I would breathe easy if I were you for now. But, this is something that should be kept an eye on.

Here is a chapter for you........

http://www.thyroidmanager.org/Chapter8/8-frame.htm

And another............

http://www.thyroidmanager.org/Chapter18/18-cancerframe.htm


----------



## ScaredAJ (Jun 3, 2011)

I know it must seem like I an being a huge baby about all of this, and frankly, I kind of am. I'm sorry.

I feel that a lot was lost with my care, things overlooked, and not treated as they should be. Part of it being my insurance. Not being on medicaid does make a difference in the quality of treatment. Having medicaid here is a free ticket to all the diagnostic testing you can throw a stick at. Having a point of service insurance like I do means a lot of people don't want to deal with the red tape and paperwork. So they tend to make me "wait it out"
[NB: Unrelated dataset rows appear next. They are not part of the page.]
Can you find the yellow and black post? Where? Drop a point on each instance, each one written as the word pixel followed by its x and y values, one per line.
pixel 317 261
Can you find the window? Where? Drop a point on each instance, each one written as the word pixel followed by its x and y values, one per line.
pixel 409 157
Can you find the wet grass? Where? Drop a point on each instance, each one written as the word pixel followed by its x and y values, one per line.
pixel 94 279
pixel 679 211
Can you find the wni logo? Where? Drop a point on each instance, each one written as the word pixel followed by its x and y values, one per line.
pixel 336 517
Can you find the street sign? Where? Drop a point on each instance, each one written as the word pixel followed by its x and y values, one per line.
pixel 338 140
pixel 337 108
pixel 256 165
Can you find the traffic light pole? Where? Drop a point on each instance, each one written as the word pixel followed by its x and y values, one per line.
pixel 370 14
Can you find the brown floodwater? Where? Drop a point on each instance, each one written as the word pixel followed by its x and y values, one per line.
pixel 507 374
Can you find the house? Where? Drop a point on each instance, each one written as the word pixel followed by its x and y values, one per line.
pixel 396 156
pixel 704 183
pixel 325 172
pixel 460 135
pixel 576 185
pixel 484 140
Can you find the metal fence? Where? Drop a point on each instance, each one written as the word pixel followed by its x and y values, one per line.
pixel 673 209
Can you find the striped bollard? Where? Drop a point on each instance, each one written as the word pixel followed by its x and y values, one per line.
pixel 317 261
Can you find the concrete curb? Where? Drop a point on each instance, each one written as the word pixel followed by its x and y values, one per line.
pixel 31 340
It took 6 years of being hypo with a vast list of symptoms to even have an ultrasound of the thyroid mentioned. No other blood drawn than the TSH and T4. Each symptom was it's own little issue and treated as such. No one ever said maybe its the thyroid, until I was assigned a new doctor. She listened to my current list of symptoms and ordered the sonogram and got this train wreck rolling. I still as of yet have gotten a definite answer of whats causing me to feel like this. The doctor never said "you have Hashi's" but instead said "They think you have Hashi's" after reading the pathologist report. I feel they should have said, "they think you have hashi's, lets do some more tests and make sure that's what it is", or is that over reacting? They also seem to think all of my ranges are okay.

I slept 19.5 hours yesterday, and went back to bed at midnight and slept another 6 hours. I am desperate and miss my family. I'm sure they miss me too. I want my life back, and the power to answer all of these things going wrong with my body. I'm losing my marriage, and family, and I want to arm myself with everything I can to keep them, and make things they way should be. My family needs me, I need them.
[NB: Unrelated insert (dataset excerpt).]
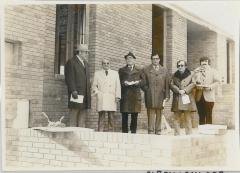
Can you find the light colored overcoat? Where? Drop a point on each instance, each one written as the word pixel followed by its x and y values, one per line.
pixel 106 88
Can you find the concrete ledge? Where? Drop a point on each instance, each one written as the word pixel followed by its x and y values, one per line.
pixel 82 148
So I am sorry I seem so whiny and paranoid, part of me is being whiny and paranoid, the other part is just trying to understand whats happening to me and where to start looking to fix it. :hugs:


----------



## lainey (Aug 26, 2010)

Regardless, some doctors do better follow up care than others.

Once the hypo diagnosis is made, Hashi's or not, with or without antibodies, the treatment is the same and that is how doctors see it. The antibodies tests as part of the thyroid panel, as well as the free T3 are very expensive, so if they really don't need them, they generally don't run them--so once again, unless there are glaring problems, often they won't be run unless the patient asks. Again, if the results don't affect the treatment, it's not necessary to repeat them regularly once the patient has been diagnosed.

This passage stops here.